Gary Foster, Hall 3 chief with the Kaladar/Barrie Fire Department, addressed the issue of the fire department’s need for ambulance services in the area to deal with serious injuries and medical calls. “We dread the fact that right now this area is less serviced by ambulances than any areas in Renfrew County. I can tell you right now that if service is reduced, the result will no doubt be more deaths.”
Paul Isaacs agreed. “This report does not take into account the types of calls that we get here. Out of the total calls, this service has a higher percentage of serious calls than those in Napanee, which means that while we may have fewer calls, they are of a more urgent nature.” Isaacs also brought up the issue of the shape of the service area as well as the widely spread population. “L&A County is extremely long and narrow, and the majority of the population lies within 30 miles of the lakeshore, which means that the service cannot operate the same way it does in other areas. This is a problem in bureaucracy, which seems to deem that all areas require the same kind of service, which is simply not the case.”

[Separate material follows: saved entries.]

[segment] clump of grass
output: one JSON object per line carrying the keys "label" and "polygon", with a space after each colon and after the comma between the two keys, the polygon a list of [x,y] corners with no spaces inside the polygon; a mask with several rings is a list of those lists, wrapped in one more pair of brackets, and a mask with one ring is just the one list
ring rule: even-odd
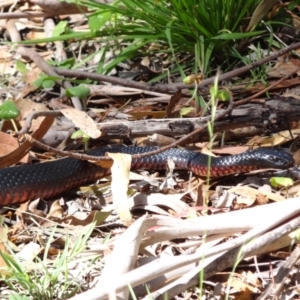
{"label": "clump of grass", "polygon": [[[79,4],[95,10],[89,16],[90,29],[98,36],[130,41],[121,57],[130,56],[145,44],[167,44],[173,53],[189,52],[201,59],[202,73],[209,72],[213,60],[224,62],[237,40],[261,31],[243,32],[259,0],[122,0],[113,5],[95,0]],[[78,2],[77,2],[78,3]],[[125,56],[126,56],[125,55]]]}
{"label": "clump of grass", "polygon": [[[102,45],[99,51],[102,58],[96,70],[101,74],[109,74],[122,61],[157,51],[168,53],[168,59],[173,57],[169,74],[178,73],[180,69],[189,69],[190,73],[192,68],[194,73],[212,76],[218,67],[223,71],[231,69],[239,60],[236,49],[245,48],[248,45],[245,41],[266,32],[265,27],[263,30],[246,31],[261,0],[116,0],[113,4],[96,0],[68,2],[90,9],[91,14],[87,14],[89,29],[75,32],[68,28],[66,22],[60,22],[57,25],[59,35],[35,42],[94,40]],[[152,44],[155,47],[151,47]],[[115,58],[104,63],[108,50],[113,50]],[[179,55],[186,53],[194,60],[179,66]],[[185,77],[185,74],[179,73],[182,78]],[[151,82],[161,78],[152,78]]]}
{"label": "clump of grass", "polygon": [[[13,298],[16,296],[22,296],[22,299],[68,299],[80,292],[81,283],[78,278],[71,275],[68,264],[86,248],[87,240],[94,227],[95,224],[87,226],[72,246],[67,238],[64,250],[53,261],[50,261],[47,255],[55,234],[56,228],[54,228],[43,258],[36,257],[36,260],[30,263],[30,270],[27,270],[24,263],[15,255],[7,255],[0,251],[0,256],[7,265],[5,272],[0,272],[0,280],[16,293],[11,294],[11,299],[17,299]],[[94,262],[95,260],[90,263],[90,266],[93,266]],[[91,268],[87,267],[84,272],[88,272]]]}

Councilor Fritsch addressed the 2010 report’s account of increased cost in the current service since 2008, which many present at the meeting believed was the result of the province’s discontinuation of volunteer service. “One thing that irks me was the 2008 report’s argument to omit volunteers due to the high cost of managing them. The idea to go to full-time paramedics rather than volunteers was supposed to reduce the administrative costs, but instead the costs have increased, not decreased,” he said.
Deputy Reeve Bill Cox weighed in on the overall costs. “This is not a cost saving proposal in any way. If you look at the report you'll see that cross border service is cheaper than supplying your own.”
Denbigh resident Yvonne Rosien, a former first response volunteer with the now defunct volunteer ambulance service, recalled getting paid $2 an hour as a volunteer and questioned why that service was discontinued. “I have watched a 50-year old woman die when an ambulance was standing by in Northbrook. I want to get other politicians involved and see them out here seeing how this issue is going to affect people in this community. It will affect every single one of us at one time or another.” Audience member Frances Rosenblath said she is alive as result of the ambulance services here. “Fifteen years ago I suffered an allergy attack and went into anaphylactic shock and if it wasn't for the ambulance service I wouldn't be here today.”
Members of the community planned to meet at a second meeting on June 21 in Denbigh, where a plan would be discussed on how to present their recommendations in a unified way to county council.